Ma a forza di ascoltare e riascoltare «Texas Blues Voices» qualcosa ancora mi sfugge. Non riesco a capire se sia un omaggio dell’America e del blues a te e alla tua armonica oppure il contrario.
È giusto che ti sfugga qualcosa. Fa parte del fascino del blues. Quando pensi di averlo compreso appieno, sei solo all’inizio del viaggio. Un viaggio che, una volta intrapreso, ti costringe ad andare avanti per sempre. Com’è capitato a Vachss. Comunque, questo disco è di sicuro un mio omaggio all’America. Un Paese non perfetto, ma dove però ho visto migliaia di persone in piedi, sotto un diluvio universale, ascoltare il blues che usciva solo da una chitarra acustica e un’armonica.

Avremo la fortuna di vederti in giro per l’Italia?
Lo dico con tristezza ma non è facile suonare il blues qui da noi perché, spesso, lo si vede solo come puro intrattenimento. Certo non aiuta il fatto che da anni, in Italia, girino attorno al blues sedicenti bluesmen, anche famosi, o personaggi che del blues non hanno capito nulla e che al blues fanno più male che bene, facendoci scordare che il blues è cultura.

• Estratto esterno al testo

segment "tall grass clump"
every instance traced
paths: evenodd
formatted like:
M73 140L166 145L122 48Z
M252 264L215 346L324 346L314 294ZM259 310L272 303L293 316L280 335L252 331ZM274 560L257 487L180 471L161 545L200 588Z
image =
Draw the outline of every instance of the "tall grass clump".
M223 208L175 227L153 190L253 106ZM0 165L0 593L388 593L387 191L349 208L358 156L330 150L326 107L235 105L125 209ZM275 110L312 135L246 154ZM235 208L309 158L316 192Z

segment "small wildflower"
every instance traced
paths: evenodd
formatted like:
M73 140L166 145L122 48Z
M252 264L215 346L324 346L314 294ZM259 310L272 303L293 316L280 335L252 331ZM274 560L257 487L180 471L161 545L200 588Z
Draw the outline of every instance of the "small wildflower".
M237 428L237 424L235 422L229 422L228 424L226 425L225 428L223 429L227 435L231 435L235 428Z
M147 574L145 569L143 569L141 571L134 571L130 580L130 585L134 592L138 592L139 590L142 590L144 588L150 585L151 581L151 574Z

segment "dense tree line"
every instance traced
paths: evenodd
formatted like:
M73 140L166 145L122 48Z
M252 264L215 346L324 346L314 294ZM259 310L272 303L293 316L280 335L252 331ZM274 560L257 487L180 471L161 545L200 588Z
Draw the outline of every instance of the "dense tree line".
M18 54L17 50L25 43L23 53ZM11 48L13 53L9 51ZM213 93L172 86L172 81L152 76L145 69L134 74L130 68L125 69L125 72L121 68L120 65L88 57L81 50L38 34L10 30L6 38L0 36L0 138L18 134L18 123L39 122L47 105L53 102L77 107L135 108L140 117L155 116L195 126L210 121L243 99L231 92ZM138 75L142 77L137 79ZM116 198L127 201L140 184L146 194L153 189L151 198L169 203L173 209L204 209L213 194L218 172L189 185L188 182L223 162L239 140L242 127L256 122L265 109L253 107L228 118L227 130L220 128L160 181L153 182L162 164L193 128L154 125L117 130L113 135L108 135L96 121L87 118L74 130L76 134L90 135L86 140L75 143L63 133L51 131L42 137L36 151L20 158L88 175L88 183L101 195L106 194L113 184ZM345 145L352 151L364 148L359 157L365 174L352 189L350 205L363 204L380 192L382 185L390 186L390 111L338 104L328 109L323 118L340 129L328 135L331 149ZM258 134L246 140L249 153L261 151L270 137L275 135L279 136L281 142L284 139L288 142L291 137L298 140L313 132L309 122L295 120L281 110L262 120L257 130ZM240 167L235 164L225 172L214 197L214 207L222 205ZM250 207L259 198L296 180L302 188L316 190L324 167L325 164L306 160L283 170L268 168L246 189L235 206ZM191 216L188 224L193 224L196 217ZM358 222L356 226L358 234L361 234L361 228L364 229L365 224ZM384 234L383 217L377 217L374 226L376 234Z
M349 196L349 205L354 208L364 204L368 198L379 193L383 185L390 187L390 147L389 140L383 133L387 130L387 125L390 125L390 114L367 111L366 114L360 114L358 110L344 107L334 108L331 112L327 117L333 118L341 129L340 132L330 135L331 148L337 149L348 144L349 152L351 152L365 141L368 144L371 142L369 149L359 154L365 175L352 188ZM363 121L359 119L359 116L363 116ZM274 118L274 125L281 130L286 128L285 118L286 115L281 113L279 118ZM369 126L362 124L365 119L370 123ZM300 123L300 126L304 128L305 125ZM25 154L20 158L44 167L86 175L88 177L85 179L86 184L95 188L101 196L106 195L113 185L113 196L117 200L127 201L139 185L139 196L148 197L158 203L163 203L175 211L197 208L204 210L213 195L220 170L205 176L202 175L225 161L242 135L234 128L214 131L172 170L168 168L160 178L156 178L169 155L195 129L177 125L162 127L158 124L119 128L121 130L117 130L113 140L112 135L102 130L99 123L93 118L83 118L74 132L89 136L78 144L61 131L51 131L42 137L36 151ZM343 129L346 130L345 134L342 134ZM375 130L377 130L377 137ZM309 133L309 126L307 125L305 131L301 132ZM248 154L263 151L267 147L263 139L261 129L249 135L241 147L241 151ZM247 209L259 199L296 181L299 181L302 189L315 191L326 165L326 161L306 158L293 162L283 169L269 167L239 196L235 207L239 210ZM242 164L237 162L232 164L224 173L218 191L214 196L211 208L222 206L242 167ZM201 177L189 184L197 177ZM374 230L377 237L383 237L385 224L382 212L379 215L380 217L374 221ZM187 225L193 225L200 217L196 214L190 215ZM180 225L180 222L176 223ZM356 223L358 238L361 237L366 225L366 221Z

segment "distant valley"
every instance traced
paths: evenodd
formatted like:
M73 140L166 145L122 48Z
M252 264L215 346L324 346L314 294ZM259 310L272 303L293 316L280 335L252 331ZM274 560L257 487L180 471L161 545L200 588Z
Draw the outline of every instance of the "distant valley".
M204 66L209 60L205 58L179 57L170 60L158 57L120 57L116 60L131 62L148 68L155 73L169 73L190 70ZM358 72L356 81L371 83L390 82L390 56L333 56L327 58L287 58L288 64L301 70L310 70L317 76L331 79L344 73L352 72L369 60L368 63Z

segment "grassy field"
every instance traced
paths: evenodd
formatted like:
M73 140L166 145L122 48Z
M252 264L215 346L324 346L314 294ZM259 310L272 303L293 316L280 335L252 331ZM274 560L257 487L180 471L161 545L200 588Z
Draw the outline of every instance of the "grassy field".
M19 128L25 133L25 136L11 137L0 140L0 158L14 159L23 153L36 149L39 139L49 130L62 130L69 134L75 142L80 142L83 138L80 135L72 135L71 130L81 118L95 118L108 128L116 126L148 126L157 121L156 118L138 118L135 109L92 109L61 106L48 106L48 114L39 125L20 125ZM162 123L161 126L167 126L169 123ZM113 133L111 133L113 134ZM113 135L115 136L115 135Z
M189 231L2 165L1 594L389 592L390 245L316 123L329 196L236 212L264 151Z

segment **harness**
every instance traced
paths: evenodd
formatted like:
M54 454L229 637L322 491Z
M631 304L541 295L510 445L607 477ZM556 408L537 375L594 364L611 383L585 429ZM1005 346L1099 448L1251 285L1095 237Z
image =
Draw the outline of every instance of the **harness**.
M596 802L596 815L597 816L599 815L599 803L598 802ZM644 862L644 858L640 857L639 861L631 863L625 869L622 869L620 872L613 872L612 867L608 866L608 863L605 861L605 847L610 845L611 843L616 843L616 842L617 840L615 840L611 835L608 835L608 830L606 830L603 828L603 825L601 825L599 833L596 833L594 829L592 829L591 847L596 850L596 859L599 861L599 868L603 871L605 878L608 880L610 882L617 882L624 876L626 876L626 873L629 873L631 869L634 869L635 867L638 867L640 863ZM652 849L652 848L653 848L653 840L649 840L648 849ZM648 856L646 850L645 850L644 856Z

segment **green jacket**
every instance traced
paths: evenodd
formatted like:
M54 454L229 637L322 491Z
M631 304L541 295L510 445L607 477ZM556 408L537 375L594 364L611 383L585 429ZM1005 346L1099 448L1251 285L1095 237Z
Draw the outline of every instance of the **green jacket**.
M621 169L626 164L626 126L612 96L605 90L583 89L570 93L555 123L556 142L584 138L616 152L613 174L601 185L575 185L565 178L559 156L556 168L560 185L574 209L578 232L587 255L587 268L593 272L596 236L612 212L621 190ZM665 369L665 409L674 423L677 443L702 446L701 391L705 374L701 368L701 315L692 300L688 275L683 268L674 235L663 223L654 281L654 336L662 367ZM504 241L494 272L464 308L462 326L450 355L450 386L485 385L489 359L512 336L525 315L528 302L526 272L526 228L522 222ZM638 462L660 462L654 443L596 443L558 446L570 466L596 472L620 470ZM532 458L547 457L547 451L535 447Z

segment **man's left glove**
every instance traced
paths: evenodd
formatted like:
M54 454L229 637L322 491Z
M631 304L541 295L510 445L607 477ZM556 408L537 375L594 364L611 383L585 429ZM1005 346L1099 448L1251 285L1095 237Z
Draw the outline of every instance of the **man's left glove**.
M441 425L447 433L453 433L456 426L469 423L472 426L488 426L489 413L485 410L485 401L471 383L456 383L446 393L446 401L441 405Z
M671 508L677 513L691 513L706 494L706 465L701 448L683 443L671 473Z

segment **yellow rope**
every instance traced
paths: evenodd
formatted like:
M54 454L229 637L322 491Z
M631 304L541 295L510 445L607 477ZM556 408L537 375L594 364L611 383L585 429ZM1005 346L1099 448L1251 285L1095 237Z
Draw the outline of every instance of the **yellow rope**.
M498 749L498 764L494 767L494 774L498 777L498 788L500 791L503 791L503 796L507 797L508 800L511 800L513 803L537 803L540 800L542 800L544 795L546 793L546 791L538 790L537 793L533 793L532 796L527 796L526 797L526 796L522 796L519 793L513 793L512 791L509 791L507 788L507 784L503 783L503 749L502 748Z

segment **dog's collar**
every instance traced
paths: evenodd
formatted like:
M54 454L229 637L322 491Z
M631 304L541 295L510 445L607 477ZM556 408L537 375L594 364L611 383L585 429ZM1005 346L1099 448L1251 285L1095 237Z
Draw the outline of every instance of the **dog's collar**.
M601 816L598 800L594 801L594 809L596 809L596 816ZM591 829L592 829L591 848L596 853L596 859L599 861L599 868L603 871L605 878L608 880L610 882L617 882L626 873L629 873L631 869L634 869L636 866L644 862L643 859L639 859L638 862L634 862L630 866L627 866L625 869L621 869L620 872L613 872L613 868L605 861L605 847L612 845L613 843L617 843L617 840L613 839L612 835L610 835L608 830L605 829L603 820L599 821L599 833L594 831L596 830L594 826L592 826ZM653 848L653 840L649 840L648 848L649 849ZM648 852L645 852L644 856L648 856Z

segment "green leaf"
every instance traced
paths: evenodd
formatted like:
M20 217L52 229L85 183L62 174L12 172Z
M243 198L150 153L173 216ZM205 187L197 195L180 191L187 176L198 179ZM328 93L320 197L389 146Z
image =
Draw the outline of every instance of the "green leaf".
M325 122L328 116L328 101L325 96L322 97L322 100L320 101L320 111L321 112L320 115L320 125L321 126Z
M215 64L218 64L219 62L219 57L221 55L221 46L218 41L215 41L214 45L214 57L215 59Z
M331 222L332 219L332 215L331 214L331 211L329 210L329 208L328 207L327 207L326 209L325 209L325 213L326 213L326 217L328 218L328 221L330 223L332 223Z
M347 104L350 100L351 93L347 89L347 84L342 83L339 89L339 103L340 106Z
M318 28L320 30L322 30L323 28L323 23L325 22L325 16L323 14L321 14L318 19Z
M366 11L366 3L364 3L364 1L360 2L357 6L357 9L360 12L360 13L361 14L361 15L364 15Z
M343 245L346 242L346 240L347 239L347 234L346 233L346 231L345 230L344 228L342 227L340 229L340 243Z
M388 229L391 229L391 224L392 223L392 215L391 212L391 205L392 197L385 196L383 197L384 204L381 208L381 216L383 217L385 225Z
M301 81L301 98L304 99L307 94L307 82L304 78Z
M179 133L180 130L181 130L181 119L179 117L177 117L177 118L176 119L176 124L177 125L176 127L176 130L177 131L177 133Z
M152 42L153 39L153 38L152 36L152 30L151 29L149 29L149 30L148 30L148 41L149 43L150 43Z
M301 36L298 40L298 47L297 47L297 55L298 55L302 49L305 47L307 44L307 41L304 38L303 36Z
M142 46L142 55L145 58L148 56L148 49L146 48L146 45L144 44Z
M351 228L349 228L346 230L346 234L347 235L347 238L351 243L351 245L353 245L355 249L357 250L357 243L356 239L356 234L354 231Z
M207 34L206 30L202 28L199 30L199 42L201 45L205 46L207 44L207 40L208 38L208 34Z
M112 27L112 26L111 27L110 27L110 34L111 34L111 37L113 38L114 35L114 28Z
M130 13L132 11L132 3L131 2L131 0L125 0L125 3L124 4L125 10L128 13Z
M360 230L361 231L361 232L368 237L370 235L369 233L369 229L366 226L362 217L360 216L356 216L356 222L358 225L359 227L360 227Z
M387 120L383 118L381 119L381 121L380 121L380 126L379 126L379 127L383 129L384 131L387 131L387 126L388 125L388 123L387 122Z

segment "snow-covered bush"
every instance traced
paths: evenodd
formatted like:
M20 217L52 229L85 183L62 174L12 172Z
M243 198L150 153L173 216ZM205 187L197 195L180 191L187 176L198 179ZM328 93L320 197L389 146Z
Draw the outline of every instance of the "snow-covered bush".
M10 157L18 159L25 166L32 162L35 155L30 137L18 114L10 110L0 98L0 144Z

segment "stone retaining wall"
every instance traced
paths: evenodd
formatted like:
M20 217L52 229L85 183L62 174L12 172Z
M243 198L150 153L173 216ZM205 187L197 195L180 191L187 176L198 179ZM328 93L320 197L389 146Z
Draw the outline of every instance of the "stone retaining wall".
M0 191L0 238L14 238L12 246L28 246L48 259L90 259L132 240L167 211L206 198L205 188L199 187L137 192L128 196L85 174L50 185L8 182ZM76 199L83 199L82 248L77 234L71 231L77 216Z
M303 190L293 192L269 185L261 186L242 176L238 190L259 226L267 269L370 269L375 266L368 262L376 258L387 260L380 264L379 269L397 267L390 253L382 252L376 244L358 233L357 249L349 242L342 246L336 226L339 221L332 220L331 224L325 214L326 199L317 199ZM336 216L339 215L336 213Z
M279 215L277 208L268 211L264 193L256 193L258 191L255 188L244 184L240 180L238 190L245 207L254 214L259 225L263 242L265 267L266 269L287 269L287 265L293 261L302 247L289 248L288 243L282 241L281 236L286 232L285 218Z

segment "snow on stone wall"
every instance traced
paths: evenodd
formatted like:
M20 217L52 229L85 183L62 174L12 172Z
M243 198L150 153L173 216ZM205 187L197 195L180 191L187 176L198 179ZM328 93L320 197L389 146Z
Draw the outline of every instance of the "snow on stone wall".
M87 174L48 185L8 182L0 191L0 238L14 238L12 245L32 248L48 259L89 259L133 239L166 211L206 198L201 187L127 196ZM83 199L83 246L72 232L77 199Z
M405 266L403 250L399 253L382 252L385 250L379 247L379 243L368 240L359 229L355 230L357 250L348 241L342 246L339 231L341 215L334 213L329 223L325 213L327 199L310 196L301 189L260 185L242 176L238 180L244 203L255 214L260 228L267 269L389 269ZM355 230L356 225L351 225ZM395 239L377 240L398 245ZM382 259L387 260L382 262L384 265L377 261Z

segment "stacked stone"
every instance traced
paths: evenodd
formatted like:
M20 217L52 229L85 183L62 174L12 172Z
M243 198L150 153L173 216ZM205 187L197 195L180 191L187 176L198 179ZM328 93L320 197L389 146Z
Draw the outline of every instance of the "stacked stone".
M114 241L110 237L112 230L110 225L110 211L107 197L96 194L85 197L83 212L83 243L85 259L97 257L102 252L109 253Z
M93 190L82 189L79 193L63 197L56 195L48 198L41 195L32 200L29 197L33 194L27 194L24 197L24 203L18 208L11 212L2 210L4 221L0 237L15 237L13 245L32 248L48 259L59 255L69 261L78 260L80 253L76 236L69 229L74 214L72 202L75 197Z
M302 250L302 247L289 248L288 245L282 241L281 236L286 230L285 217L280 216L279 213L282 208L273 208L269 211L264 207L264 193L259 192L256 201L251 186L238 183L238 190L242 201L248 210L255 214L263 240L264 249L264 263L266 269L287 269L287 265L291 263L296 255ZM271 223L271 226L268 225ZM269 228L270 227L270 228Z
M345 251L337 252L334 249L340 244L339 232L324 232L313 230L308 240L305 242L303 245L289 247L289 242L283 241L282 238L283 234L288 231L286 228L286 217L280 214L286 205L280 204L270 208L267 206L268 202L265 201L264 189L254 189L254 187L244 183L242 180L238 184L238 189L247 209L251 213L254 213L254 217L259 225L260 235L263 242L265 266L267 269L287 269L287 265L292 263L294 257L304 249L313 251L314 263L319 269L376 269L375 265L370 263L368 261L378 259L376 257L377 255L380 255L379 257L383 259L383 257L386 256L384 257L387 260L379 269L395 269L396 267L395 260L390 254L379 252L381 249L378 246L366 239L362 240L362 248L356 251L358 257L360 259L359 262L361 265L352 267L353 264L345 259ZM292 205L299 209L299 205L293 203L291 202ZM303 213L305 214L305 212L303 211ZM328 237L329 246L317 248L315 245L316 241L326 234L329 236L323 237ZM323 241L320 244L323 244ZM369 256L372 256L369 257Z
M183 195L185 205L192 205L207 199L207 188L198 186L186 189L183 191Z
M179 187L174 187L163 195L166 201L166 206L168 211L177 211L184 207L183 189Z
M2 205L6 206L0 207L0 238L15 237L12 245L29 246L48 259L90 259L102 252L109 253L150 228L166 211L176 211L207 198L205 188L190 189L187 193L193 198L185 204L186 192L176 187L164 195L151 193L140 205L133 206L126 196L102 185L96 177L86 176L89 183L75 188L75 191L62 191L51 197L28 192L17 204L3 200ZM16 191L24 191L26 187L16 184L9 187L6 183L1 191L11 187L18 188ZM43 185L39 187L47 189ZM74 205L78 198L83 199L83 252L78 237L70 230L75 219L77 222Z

Anzi, Cultura con la C maiuscola. Intanto gli anni passano e, per un migrante della musica come me, è sempre più difficile andare avanti, costretto come sono a suonare all’estero per raccogliere qualche briciola di gratificazione che troppo spesso, invece, mi viene negata qui dove sono nato. Non è facile, insomma, ma sono felice lo stesso perché, col mio blues, sono riuscito  a toccare il cuore di tante persone da questa e dell’altra parte dell’Atlantico. E intanto, per quanto riguarda i miei concerti, seguitemi pure in rete. Magari, prima o poi, passo a suonare anche dalle vostre parti. Sarebbe una bella occasione per farvi vedere l’armonica che ho tatuata sul cuore. Vi aspetto.